Lebanon has witnessed in the past few months a shortage in U.S. dollar caused by economic slowdown and the drop in cash injections from Lebanese abroad.

Banks have imposed restrictions on the withdrawals of depositors and the conversion of the Lebanese pound to the U.S. dollar, creating great panic among people about the future of their savings.

People started to stand in lines at banks in Lebanon to withdraw small amounts of their deposits day after day while others predicted that a crisis was about to begin so they bought gold or stored big amounts of cash in their houses.

News about theft incidents circulated every day in different media outlets covering different regions of the country.

On Sunday, an armed thief broke into the house of renowned Lebanese singer Nancy Ajram but the artist's husband succeeded in shooting the burglar to defend his family.

Lebanon's state security arrested a burglar who stole 100 million Lebanese pounds (about 66,000 U.S. dollars) from a company in Choueifat, Mount of Lebanon in addition to arresting a thief who attempted to steal money from a supermarket in Bekaa.

"These incidents are not a result of poverty.
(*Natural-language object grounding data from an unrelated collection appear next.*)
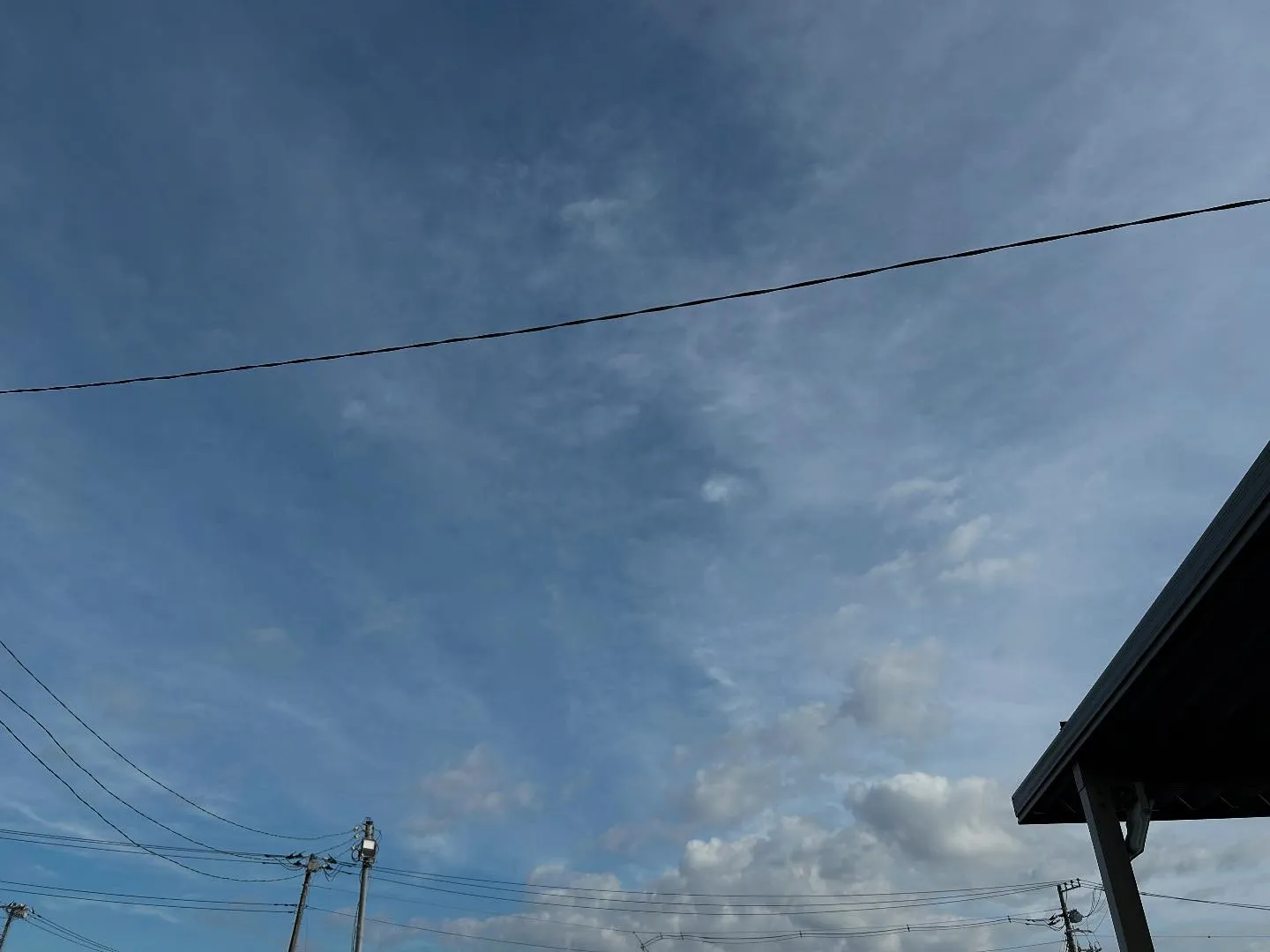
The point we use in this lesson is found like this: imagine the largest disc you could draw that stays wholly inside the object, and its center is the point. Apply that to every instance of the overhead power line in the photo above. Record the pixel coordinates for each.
(145, 773)
(109, 792)
(704, 937)
(1255, 906)
(706, 909)
(101, 816)
(573, 925)
(228, 905)
(113, 845)
(631, 895)
(45, 925)
(637, 312)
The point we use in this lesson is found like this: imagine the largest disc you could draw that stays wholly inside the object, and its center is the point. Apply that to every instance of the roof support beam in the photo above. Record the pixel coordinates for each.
(1114, 863)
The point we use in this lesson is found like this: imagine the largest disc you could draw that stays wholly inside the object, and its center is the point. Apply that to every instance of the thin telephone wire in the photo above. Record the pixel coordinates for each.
(637, 312)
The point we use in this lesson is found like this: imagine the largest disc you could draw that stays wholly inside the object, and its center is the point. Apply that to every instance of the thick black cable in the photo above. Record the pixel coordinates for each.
(630, 895)
(106, 845)
(45, 925)
(109, 792)
(71, 893)
(563, 923)
(456, 934)
(1191, 899)
(877, 931)
(103, 819)
(638, 312)
(728, 909)
(145, 773)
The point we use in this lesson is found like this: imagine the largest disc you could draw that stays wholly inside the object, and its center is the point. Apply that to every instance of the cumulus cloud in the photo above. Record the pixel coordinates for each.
(895, 691)
(475, 787)
(908, 829)
(721, 487)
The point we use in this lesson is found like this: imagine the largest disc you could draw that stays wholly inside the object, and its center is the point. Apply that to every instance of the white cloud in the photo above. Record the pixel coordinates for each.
(966, 537)
(897, 692)
(473, 788)
(989, 573)
(721, 487)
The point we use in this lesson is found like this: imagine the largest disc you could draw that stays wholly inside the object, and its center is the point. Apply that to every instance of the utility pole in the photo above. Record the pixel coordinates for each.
(366, 851)
(1067, 917)
(14, 911)
(311, 865)
(1071, 917)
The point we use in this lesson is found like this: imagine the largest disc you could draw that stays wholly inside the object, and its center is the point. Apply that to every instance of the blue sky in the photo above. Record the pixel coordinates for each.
(778, 596)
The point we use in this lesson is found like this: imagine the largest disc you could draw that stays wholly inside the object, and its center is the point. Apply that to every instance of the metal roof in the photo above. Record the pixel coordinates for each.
(1179, 709)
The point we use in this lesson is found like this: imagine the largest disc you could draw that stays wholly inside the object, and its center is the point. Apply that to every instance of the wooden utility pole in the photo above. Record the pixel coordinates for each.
(14, 911)
(366, 851)
(311, 866)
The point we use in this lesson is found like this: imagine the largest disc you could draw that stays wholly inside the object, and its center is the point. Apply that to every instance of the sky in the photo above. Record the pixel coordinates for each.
(770, 597)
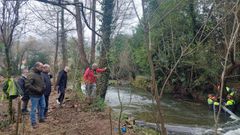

These are organized crimes because burglars are aiming for rich people and they are well aware that people are storing their money and valuable belongings in their houses," the expert said.

Khoury explained that theft incidents caused by poverty are expected to happen soon and they are different because they will take place in the streets in front of everybody.

The World Bank estimates poverty rate to stand at 30 percent in Lebanon but it is expected to go up to 50 percent if the economy deteriorates completely.

"I expect poverty to even increase to 80 percent because people cannot withdraw any of their money from banks, and this money is not secure anymore so they are counting on their monthly income and their spending has to be limited to a few dollars daily," Khoury explained.

Also, unemployment has increased remarkably in the past two months in Lebanon due to the nationwide protests that have started on Oct. 17.

Economists have on many occasions warned officials about an imminent social crisis if they fail to deal with the economic and financial issues in the country.

However, Lebanese officials were so far incapable of reaching a deal to form a government capable of dealing with Lebanon's different crises and save the country from further deterioration.